CNote Expands Access to Capital for Community Financial Institutions With $25M from Apple

CNote, an Oakland-based fintech, announced that Apple (NASDAQ:AAPL) will use the CNote platform “to deploy $25 million into underserved communities across the country.”

Apple‘s $25 million commitment is part of its broader Racial Equity and Justice Initiative, an effort “to address systemic racism in America and expand opportunities for communities of color.”

The new funding builds on Apple’s previously announced commitments “to expand economic empowerment and support entrepreneurs of color.”

Lisa Jackson, Apple’s vice president of Environment, Policy and Social Initiatives, stated:

“We’re committed to helping ensure that everyone has access to the opportunity to pursue their dreams and create our shared future. By working with CNote to get funds directly to historically under-resourced communities through their local financial institutions, we can support equity, entrepreneurship and access.”

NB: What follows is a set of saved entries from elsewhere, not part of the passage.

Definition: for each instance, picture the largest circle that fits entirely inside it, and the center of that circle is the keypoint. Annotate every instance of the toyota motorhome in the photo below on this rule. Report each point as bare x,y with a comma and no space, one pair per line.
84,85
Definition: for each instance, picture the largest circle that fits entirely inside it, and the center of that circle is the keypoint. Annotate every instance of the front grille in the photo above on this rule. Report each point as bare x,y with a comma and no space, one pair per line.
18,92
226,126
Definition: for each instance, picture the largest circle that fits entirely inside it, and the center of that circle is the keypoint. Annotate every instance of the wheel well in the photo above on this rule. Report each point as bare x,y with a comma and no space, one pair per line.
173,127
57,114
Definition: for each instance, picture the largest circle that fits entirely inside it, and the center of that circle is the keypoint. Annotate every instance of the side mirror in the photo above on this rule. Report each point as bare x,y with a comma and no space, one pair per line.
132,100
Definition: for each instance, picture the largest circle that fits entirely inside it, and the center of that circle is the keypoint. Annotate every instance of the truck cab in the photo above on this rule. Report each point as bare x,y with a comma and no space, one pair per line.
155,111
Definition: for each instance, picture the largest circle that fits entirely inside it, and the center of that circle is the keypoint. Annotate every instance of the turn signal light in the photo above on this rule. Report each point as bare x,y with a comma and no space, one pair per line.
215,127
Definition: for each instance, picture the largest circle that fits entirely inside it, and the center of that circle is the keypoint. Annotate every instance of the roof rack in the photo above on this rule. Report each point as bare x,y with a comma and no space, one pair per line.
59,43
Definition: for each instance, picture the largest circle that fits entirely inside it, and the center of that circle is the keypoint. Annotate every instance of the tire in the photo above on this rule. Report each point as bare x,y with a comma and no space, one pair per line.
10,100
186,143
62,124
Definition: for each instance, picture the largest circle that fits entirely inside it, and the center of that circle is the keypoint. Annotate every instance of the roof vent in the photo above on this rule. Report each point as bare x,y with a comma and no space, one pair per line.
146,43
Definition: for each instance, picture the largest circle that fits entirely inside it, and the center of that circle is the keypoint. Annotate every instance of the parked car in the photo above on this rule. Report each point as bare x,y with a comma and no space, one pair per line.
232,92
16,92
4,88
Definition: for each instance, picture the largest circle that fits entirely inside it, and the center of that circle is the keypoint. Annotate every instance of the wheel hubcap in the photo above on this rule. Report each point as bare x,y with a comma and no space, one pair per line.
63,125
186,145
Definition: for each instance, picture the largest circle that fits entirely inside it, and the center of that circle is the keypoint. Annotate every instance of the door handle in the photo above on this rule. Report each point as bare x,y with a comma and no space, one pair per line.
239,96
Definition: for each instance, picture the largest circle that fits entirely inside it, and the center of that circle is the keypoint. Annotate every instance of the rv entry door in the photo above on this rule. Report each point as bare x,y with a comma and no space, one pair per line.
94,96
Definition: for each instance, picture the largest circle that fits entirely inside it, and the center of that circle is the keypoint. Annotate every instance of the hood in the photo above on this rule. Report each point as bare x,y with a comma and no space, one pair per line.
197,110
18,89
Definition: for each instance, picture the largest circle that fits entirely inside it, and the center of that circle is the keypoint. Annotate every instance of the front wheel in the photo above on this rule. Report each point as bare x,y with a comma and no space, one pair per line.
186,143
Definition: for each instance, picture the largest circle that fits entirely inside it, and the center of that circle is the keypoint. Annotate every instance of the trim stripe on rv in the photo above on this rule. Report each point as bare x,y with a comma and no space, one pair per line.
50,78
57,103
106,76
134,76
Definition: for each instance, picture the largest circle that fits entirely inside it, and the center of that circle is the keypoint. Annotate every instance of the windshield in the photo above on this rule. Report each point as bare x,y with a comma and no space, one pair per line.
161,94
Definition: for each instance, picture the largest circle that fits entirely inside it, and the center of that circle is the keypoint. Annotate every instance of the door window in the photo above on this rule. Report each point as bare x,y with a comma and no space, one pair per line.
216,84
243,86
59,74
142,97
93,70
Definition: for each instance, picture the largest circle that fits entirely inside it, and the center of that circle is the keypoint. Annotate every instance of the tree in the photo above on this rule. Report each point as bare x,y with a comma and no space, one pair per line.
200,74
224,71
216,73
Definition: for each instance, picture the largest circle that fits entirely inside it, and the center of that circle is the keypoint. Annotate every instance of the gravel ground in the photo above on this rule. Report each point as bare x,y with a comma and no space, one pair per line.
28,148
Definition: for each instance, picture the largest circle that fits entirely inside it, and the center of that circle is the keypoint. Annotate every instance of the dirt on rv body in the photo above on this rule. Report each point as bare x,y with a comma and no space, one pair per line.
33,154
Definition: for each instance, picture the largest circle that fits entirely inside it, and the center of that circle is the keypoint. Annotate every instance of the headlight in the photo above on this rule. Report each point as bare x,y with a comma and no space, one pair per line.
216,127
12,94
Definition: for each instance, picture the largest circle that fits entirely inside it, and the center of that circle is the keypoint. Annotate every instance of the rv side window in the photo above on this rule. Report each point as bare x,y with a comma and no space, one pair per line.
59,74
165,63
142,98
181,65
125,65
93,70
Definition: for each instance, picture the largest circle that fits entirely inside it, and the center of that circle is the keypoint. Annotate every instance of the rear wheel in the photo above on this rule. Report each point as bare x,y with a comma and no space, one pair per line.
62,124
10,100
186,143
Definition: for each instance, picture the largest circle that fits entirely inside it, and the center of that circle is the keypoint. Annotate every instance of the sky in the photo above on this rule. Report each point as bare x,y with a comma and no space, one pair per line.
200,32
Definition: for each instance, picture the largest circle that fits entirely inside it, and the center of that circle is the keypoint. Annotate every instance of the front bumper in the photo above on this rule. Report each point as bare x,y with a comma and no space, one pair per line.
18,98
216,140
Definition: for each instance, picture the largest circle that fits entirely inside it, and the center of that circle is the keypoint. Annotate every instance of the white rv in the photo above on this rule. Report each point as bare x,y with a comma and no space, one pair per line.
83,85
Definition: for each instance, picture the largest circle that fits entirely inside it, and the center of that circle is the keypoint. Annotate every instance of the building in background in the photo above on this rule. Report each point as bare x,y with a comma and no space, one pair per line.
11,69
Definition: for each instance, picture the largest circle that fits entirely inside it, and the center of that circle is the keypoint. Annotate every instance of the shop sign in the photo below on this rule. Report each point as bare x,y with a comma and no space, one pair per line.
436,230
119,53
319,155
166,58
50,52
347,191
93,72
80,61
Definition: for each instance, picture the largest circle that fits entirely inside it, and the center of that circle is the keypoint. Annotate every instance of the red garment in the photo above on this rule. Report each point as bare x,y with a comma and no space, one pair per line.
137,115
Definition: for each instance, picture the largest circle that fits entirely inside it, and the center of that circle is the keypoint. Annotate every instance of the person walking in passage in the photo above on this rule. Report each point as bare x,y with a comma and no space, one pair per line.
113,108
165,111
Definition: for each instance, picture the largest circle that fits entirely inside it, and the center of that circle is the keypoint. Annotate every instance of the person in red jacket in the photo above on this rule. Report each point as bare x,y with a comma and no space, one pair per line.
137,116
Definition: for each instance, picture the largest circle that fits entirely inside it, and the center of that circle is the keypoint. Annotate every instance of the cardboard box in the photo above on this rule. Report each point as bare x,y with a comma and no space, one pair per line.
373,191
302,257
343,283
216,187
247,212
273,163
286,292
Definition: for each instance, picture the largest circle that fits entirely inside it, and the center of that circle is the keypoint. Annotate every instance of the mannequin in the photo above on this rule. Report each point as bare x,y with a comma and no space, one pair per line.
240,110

Catherine Berman, CEO of CNote, added:

“Corporations have an enormous opportunity to help communities across the U.S. thrive by changing the way they manage their cash reserves, and we’re excited to see Apple at the forefront of this emerging trend. Through our platform, we have already started moving Apple deposits into low-income communities and communities of color.”

Initial deposits are already “at work in communities.”

CNote has deployed an initial round of Apple deposits to mission-driven financial institutions, “including ANECA Federal Credit Union in Louisiana; Bank of Cherokee County in Oklahoma; Carver State Bank in Georgia; Education Credit Union in Texas; First Southwest Bank in Colorado; Hope Credit Union, which serves Alabama, Arkansas, Louisiana, Mississippi and Tennessee; Kaua’i Federal Credit Union in Hawai’i; Latino Community Credit Union in North Carolina; Legacy Bank in Missouri; Optus Bank in South Carolina; Self-Help Federal Credit Union, with locations in California, Illinois, Washington and Wisconsin; and VCC Bank in Virginia.”

Susannah Plumb Scott, executive vice president at Bank of Cherokee County, said:

“Partnerships like the one we have with CNote and Apple are essential to our efforts to expand access to capital, as well as to financial products and services, in a historically underserved market.”

The bank, formed in 1907 by “a group of prominent Cherokee Nation members, invests 95% of deposits back into Cherokee County.”

Eric Jenkins, president and CEO of Education Credit Union, founded by Amarillo schoolteachers in 1935, said deposits like Apple’s “allow ECU to serve more consumers and meet a broader range of needs.”

CNote’s platform provides insured deposits “across a network of vetted mission-driven financial institutions”

CNote’s platform fills “a gap for corporate and other institutional investors that want to support financially underserved communities across the country while generating returns on cash allocations.”

CNote moves client deposits into FDIC- and NCUA-insured accounts “across a wide network of mission-driven deposit institutions, including community development financial institutions (CDFIs), low-income designated (LID) credit unions, and minority depository institutions (MDIs).”

Funds committed through the CNote platform “increase the deposit base of mission-driven banks and credit unions that serve low- to moderate-income people as well as BIPOC (Black, Indigenous, and people of color) communities.”

These types of deposits help “fuel affordable housing and small business loans and provide a just alternative to predatory lending.”

Apple and other CNote clients—including Mastercard, Patagonia, PayPal and Netflix—receive quarterly impact reports that “provide details on which institutions have received deposits and the populations benefiting from those investments.”